Monday, December 29, 2008

Pass the bread, please

And the jam

In the touchy-feely decade of the seventies, just when the experimentation inspired by Vatican II reached a peak, the Newman Center associated with my university was celebrating communion under both kinds (bread and wine) by passing around a basket of bread and a clay chalice of wine. The bread was a loaf from which communicants tore a fragment before passing it along to the next recipient. It was all very low key and natural.

I haven't been a communicant since the eighties, so I'm not completely up to date on current practice, but I have been aware that the casual practices of the seventies have increasingly been stamped out. Traditional Catholic standards for communion demand unleavened wheat bread (sorry, gluten-sensitive Catholics; all hosts contain at least some wheat gluten, but you can offer up your suffering as penance).

Although there are multiple sources for ritually correct communion wafers, the biggest contemporary supplier of holy bread is the Cavanagh Company of Rhode Island. The Cavanaghs are Catholics, but they sell their wares to various Protestant denominations as well. The New York Times featured the Cavanagh Company in its Christmas Eve edition with an article carrying the byline of Katie Zezima. She quotes the company's general manager, Andy Cavanagh, making a statement that is doctrinally correct, but potentially provocative as well. In the absence of a sharp retort from professional Catholic bully Bill Donohue, it may be that Andy will not be struck down by righteous wrath:
“We feel as though we’re a bakery, and all we’re making is bread,” said Andy Cavanagh, the company’s general manager, and part of the fourth generation of Cavanaghs to work here. “It’s not that we don’t have respect for what happens to it, but that transformation is out of our hands and takes place in a church. The best thing we can do is make sure the bread is perfect in every way possible.”
It's just a business, folks. It's not Jesus until the priest puts the magic in. Of course, it still looks like bread, tastes like (not very good) bread, and digests like bread, but it's Jesus until you've assimilated it (and no later than that, since we can't very well have people pooping Christ; that would be disrespectful).

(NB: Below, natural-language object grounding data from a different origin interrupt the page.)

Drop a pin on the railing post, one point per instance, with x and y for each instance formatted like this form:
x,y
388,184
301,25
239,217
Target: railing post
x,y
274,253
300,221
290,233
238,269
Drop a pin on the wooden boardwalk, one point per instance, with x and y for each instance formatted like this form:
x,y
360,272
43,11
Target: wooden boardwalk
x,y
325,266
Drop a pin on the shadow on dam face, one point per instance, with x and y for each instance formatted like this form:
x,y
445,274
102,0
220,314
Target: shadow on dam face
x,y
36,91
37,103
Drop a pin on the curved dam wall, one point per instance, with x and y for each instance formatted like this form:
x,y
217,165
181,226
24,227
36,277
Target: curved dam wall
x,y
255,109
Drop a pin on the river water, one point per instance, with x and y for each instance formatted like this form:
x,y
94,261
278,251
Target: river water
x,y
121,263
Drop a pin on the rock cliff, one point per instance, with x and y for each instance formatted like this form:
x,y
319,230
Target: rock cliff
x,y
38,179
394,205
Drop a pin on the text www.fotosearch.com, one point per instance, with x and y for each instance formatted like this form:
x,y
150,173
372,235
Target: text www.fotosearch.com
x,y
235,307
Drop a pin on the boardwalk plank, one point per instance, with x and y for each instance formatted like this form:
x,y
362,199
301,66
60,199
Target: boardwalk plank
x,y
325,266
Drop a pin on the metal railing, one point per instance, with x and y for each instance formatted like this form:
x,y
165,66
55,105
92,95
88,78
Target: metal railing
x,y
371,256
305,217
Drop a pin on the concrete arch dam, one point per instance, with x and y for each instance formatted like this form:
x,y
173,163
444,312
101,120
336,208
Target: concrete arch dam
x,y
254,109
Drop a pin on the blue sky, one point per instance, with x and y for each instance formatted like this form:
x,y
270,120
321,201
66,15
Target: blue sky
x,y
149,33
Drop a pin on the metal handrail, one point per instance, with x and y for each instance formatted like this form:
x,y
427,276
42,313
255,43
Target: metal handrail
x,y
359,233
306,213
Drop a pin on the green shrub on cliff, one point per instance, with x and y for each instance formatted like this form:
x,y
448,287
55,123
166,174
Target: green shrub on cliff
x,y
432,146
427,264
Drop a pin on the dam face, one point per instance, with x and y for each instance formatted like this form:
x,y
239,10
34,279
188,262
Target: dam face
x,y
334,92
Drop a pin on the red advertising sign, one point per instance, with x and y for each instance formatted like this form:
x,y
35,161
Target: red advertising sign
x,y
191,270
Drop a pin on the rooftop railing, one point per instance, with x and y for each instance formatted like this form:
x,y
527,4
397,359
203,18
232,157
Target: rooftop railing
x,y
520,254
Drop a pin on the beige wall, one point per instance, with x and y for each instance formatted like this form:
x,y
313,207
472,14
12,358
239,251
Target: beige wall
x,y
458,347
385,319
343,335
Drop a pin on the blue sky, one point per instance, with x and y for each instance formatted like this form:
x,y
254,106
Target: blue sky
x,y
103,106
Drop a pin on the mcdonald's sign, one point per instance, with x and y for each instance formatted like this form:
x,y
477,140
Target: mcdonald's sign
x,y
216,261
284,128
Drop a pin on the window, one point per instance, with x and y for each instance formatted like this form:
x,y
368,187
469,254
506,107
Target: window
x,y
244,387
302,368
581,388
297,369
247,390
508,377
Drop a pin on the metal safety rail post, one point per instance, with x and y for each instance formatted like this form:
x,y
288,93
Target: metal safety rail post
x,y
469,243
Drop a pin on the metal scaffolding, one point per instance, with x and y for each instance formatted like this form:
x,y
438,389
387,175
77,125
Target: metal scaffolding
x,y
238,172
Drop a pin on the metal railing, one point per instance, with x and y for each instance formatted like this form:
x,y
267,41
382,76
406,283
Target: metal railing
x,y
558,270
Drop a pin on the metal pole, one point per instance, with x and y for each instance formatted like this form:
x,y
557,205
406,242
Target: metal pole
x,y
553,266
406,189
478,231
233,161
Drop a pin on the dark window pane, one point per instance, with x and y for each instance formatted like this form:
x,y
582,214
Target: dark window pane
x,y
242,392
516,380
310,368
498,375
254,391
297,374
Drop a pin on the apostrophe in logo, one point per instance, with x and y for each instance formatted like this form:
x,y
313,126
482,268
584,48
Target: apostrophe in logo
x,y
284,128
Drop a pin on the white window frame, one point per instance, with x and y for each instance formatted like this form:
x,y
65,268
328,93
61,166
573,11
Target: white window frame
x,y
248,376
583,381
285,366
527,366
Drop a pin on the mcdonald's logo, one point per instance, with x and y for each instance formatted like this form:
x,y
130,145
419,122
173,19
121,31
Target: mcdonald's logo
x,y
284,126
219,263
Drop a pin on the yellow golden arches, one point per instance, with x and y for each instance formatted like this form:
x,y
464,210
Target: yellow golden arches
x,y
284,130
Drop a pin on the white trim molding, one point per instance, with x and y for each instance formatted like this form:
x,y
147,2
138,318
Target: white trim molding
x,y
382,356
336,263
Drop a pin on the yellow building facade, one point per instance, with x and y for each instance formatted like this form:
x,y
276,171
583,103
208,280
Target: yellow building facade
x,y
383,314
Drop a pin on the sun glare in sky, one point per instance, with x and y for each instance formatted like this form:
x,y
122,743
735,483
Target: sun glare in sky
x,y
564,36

Even non-Catholic customers praise the Cavanagh Company's wafers, although they don't believe that it ever really turns into Jesus, as most (just barely) Catholics do:
Some customers say the Cavanaghs have such a big market share because their product is about as close to perfect as earthly possible. “It doesn’t crumb, and I don’t like fragments of our Lord scattering all over the floor,” said the Rev. Bob Dietel, an Episcopal priest.
Indeed not. If Jesus were scattered all over the floor, we'd run the risk of stepping on him and showing him the shoe-sole disrespect that is properly reserved for George W. Bush.

Amen.

3 comments:

Anonymous said...

Interesting. I went to a few sites and then ordered a bag of 500 of small altar breads.

Don't know why exactly but mostly because I didn't know I could - so I did.

Anonymous said...

My experience with leavened bread at Mass came a bit later than yours, but was a tad more personal -- somebody at my church talked me into being on the baking crew. It was a sweet egg bread that was quite tricky to bake completely inside without burning the top. I made it once, got it right(!), and then bowed out of the baking rotation on some flimsy excuse; I figured I'd used up my beginner's luck on that first batch.

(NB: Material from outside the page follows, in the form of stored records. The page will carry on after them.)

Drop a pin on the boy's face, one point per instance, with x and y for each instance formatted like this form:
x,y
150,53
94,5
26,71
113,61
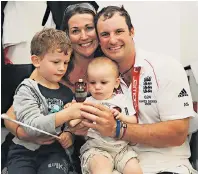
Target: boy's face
x,y
102,80
53,66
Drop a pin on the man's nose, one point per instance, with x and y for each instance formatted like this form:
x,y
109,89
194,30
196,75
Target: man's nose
x,y
113,39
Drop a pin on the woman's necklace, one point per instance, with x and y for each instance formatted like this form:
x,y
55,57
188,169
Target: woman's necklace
x,y
127,78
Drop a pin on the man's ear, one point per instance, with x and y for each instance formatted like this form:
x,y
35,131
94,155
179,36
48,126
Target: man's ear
x,y
117,83
35,61
132,32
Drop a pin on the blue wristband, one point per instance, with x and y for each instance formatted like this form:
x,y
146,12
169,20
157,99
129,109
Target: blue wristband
x,y
118,126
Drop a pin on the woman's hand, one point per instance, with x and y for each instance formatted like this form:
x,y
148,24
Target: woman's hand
x,y
65,139
101,118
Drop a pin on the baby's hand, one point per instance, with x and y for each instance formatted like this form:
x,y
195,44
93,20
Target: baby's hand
x,y
117,115
65,139
73,123
69,104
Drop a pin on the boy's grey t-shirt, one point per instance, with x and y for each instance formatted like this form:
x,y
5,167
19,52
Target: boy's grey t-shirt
x,y
36,105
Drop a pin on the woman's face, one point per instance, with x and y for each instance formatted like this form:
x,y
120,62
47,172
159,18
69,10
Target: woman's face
x,y
82,34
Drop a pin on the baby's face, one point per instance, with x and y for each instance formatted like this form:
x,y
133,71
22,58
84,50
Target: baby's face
x,y
101,81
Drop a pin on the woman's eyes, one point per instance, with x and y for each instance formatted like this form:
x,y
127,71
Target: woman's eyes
x,y
90,28
75,31
119,31
104,83
100,82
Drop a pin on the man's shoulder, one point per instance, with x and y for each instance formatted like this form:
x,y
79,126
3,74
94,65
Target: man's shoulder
x,y
157,61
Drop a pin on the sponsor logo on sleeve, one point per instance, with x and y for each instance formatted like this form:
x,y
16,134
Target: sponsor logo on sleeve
x,y
183,93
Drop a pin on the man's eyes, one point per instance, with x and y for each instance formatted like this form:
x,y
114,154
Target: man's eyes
x,y
104,34
75,31
104,83
100,82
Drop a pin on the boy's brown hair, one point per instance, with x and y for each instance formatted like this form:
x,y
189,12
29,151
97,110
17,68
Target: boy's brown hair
x,y
49,40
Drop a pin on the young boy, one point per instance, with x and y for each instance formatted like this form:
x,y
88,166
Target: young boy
x,y
36,100
103,154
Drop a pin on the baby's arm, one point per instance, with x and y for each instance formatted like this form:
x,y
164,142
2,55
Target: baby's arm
x,y
123,117
72,123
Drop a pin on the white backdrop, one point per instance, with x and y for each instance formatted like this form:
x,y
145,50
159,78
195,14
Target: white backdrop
x,y
166,27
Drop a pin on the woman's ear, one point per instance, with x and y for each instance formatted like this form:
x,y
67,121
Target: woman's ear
x,y
117,83
35,61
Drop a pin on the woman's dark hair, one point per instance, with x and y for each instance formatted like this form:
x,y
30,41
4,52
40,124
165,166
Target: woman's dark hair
x,y
82,8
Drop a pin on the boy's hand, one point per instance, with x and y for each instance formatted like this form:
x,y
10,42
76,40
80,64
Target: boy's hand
x,y
65,139
69,104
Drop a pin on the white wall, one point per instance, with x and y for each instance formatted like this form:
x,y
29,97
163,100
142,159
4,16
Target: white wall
x,y
166,27
157,25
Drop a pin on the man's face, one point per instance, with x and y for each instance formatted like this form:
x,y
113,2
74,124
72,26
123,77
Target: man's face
x,y
115,38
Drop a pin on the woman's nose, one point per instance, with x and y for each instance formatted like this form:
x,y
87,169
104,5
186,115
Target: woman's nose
x,y
83,35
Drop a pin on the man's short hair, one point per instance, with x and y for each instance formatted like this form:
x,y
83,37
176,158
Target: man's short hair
x,y
109,11
104,60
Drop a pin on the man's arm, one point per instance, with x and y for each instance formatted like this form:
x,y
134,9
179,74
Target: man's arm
x,y
163,134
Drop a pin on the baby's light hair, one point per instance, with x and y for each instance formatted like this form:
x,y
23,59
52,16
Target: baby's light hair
x,y
104,60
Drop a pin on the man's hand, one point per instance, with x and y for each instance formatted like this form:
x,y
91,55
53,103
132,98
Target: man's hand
x,y
102,116
65,139
43,141
69,104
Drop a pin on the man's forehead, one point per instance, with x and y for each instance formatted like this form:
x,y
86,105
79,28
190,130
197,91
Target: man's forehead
x,y
106,17
116,21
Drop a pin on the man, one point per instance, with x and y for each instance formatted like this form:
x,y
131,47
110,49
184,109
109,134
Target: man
x,y
162,99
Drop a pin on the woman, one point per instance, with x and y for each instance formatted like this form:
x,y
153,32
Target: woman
x,y
79,25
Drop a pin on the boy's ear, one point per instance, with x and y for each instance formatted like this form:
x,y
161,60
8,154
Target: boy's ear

The church could have bought a more consistent product at the local bakery, but I guess having the bread home-baked was part of the appeal: Jesus with an extra helping of TLC.

Anonymous said...

Karen, that's pretty much the reason, though it's usually expressed in not-quite-so-cutesy language. There's a wide range of openings to foster greater direct participation by members of the community in the liturgy. Sure, the result isn't always as professional (though most parishes don't use a very tricky recipe) but going to a local bakery wouldn't be as spiritually productive. Or so goes the thought.